Justice is at risk due to the court backlog. Prisoners’ trials have been delayed months, if not years. They are locked up for most of the day and family visits have been stopped or severely curtailed. So some have done the pragmatic thing and changed their plea to guilty, or been sorely tempted. “I was totally innocent but due to the conditions, time locked up and not being able to get appropriate legal conferences I was willing to plead guilty to get out of there. I was well over my custody limit as well. I am aware of at least 4 other people who pleaded guilty just so they didn’t have to stay in HMP Preston potentially until 2022 just to have a trial. It is totally wrong and unjust.” (Alex).

Next week marks the end of the pandemic extension to custody time limits (the maximum time on remand before a formal review). Unfortunately this is unlikely to make any difference to the length of time prisoners spend on remand. Before and during the pandemic, judges hardly ever refused requests to extend time on remand.

Even more unfortunately a pandemic scheme for probation to provide bail information in court for all those at risk of remand has not stemmed the flow. Transform Justice and our colleagues – the Criminal Justice Alliance – are not convinced it ever properly got off the ground. We were told this bail information would be available in all magistrates’ courts, but no defence lawyer came across it. And the government can’t provide any data as to how it worked.

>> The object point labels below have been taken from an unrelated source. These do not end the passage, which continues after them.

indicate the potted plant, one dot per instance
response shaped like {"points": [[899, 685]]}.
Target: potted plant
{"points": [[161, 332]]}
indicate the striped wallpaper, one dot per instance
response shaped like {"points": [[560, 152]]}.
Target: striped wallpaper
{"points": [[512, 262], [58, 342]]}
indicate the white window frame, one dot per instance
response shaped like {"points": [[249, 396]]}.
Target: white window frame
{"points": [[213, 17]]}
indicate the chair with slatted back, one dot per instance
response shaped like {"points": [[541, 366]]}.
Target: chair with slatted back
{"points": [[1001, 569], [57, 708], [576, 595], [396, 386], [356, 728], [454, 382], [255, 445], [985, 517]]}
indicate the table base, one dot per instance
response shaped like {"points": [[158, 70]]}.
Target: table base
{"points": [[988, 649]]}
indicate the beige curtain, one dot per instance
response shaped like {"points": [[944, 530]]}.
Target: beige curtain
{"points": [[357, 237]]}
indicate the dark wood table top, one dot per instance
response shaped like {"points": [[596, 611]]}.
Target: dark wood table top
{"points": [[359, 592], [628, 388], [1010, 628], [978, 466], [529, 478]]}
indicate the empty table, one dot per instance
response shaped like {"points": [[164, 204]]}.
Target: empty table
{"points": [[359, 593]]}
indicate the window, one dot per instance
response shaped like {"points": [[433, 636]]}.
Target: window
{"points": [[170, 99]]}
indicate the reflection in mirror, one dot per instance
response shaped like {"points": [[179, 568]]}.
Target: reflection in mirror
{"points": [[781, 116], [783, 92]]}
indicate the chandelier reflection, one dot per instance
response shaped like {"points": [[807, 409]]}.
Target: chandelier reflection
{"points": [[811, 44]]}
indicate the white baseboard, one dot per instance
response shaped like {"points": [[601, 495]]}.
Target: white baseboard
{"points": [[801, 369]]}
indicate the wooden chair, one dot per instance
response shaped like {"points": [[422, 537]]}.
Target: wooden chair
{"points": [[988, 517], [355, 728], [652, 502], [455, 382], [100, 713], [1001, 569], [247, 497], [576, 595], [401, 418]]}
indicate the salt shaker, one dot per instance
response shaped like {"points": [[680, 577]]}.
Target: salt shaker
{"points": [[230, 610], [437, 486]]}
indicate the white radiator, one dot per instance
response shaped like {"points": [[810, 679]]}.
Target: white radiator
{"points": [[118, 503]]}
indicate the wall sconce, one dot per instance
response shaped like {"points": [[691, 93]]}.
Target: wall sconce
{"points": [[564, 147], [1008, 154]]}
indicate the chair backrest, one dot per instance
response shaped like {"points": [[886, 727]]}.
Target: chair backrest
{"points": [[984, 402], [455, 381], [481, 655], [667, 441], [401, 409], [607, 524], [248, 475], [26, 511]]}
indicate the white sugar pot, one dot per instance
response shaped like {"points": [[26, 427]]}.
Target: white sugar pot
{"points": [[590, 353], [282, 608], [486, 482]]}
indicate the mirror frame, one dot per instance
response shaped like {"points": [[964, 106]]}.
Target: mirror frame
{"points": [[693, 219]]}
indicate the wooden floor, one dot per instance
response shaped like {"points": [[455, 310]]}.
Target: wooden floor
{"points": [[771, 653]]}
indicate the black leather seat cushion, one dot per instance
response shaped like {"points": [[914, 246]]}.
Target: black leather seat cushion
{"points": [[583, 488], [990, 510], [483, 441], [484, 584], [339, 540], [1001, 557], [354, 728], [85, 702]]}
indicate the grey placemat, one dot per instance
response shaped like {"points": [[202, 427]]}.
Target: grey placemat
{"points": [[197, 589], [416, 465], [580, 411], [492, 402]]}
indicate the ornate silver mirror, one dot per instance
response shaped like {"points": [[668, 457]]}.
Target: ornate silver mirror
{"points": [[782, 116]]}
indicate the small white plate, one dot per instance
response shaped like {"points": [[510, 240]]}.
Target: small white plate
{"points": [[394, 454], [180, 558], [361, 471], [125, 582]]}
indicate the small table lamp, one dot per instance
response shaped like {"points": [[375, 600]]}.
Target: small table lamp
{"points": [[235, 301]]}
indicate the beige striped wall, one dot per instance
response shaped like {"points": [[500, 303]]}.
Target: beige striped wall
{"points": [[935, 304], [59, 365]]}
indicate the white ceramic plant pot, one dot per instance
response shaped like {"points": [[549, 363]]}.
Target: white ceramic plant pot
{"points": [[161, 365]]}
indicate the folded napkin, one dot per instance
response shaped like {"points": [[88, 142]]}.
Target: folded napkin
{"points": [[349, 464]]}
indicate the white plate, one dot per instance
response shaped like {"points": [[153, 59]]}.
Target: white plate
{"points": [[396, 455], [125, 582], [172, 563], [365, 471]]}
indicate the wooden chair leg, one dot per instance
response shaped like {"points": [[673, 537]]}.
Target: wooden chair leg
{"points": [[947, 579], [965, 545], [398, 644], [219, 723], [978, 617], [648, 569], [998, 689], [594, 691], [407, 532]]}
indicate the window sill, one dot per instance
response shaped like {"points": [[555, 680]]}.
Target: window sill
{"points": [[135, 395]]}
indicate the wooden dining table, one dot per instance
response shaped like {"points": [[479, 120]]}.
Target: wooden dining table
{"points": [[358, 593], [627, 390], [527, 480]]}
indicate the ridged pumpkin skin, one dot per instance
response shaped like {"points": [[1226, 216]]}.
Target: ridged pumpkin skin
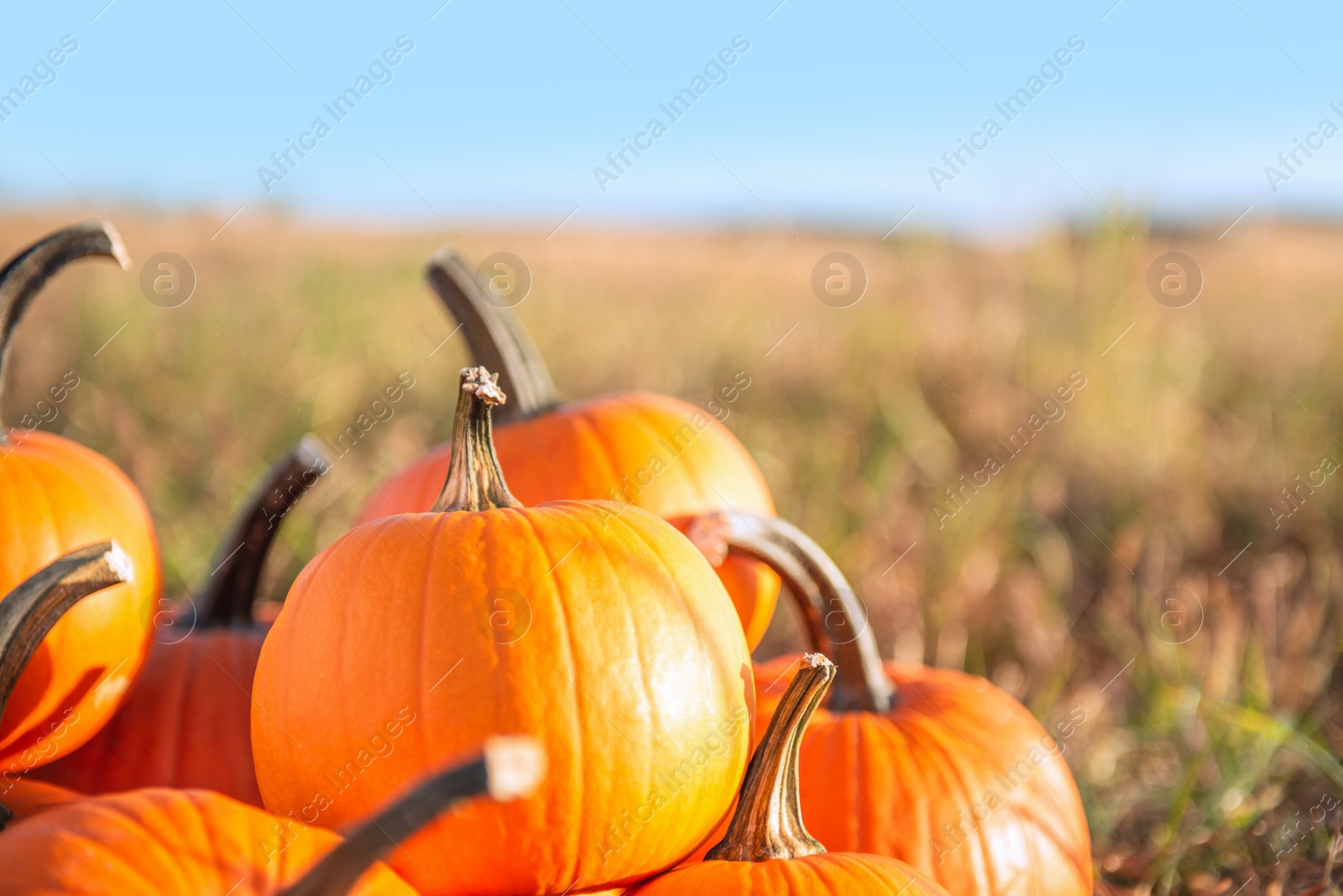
{"points": [[159, 841], [60, 495], [896, 784], [186, 721], [611, 448], [633, 665], [823, 875]]}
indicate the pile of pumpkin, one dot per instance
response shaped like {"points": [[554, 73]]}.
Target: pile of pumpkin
{"points": [[494, 683]]}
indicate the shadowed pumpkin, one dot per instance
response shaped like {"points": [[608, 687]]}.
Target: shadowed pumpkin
{"points": [[604, 631], [60, 495], [638, 448], [27, 615], [186, 721], [767, 849], [152, 841], [935, 768]]}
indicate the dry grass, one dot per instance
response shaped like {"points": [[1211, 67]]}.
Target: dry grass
{"points": [[1208, 758]]}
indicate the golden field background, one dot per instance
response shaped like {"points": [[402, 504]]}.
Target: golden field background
{"points": [[1212, 723]]}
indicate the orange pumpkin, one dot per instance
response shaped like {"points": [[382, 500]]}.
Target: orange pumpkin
{"points": [[646, 450], [27, 615], [935, 768], [767, 848], [187, 719], [414, 636], [60, 495], [201, 842]]}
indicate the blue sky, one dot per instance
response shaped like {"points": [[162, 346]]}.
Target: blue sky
{"points": [[833, 117]]}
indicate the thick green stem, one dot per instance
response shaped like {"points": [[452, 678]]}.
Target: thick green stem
{"points": [[474, 479], [494, 336], [230, 593], [767, 822], [836, 618], [27, 273], [507, 768]]}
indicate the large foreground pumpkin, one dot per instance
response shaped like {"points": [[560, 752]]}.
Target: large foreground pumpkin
{"points": [[27, 615], [60, 495], [767, 848], [637, 448], [604, 632], [187, 719], [154, 841], [935, 768]]}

That so many remanded prisoners were acquitted or received a non custodial sentence (16,622 people in 2020) even in a pandemic year shows the need for system change – for much better information, for more challenge to the prosecution request for refusal of bail and for more understanding of the privations of pandemic imprisonment. In 2020 1,893 prisoners who had been on remand received either a conditional/absolute discharge or a fine as their sentence. Is that pandemic justice?